箱根峠の電波塔

釜石市内から見える西側の山々

釜石市内から見える西側の山々

釜石の西側には,北上山地の山々が立ちふさがり,昔から藩城下や県中央部との行き来の障壁になっていました。

近世までは仙人峠が主な交通路で,釜石には最短のコースでしたが,峠は急坂で約4km3時間ほどかかり,徒歩や駕籠(かご)で峠越えしていました。
自動車による往来は,大正13年から笛吹峠(なだらかなでカーブが多い)で開始し,戦後の昭和23年からは遠野・釜石間のバスが運行されました。
昭和34年9月12日,ついに仙人トンネルが開通し,自動車で峠越えができるようになりました。そして平成19年3月19日に自動車専用道路「仙人峠道路」が開通し,山越えがなくなりました。

放送の時代になってもこれらの山々は障壁でした。

箱根山の電波塔群

箱根山の電波塔群

釜石でのテレビ放送は,昭和35年9月1日からのようですが,そのための電波塔が山の上に建てられました。
場所は,仙人峠の南にある箱根峠の少し北側の通称「箱根山」の頂上で,新仙人トンネルが真下を通っています。
電波塔は,小学校の登校時によく目にしたものでした。くっきりと見える雲一つ無い冬の晴れた朝は,五葉おろしが吹き,釜石でも手袋や耳かけが必要でした。
当時よく見た番組は,ちろりん村とクルミの木,ものしり博士(「ケペル先生!今日は」「やあ,今日は。何でも考えかんでも知って,何でもかんでもやってみよう。さて今日はー」で始まる),みんなの歌,ふしぎな少年(時間よ止まれ!)などでした。

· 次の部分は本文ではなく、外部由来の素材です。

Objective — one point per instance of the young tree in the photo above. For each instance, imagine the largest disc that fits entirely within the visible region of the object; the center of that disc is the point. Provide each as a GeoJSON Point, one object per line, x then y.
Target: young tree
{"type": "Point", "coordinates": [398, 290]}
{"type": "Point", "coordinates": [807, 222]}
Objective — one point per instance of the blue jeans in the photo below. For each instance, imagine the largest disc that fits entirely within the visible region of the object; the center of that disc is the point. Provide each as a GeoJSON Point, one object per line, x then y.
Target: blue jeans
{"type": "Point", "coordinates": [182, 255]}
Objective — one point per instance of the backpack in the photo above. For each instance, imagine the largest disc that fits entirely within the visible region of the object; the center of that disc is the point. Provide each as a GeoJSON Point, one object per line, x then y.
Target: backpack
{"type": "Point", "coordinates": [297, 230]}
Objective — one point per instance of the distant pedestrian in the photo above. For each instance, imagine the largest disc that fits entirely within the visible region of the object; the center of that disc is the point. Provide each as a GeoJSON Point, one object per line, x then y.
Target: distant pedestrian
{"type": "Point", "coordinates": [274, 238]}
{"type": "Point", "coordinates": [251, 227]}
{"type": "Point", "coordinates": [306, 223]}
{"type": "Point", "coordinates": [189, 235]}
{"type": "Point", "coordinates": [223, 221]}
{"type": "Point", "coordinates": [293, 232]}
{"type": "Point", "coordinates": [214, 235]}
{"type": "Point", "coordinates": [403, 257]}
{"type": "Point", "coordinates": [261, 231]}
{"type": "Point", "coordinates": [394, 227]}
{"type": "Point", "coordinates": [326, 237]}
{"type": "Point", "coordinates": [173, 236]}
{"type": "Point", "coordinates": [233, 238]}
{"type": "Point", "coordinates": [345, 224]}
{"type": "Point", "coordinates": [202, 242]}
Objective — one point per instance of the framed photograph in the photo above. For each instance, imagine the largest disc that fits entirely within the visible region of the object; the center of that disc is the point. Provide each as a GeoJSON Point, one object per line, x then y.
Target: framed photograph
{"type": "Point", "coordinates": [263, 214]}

電波塔が市内から見ることができるので,電波塔からは市内が一望できます。

箱根峠からの釜石市内

箱根峠からの釜石市内

箱根峠は,釜石市大松から住田町上有住に通じる県道157号(冬期通行止め)が通っている峠で,鞍部に愛染山登山口があります。昭和15年に開通した「釜石-水沢間組合道路」の一部のようです。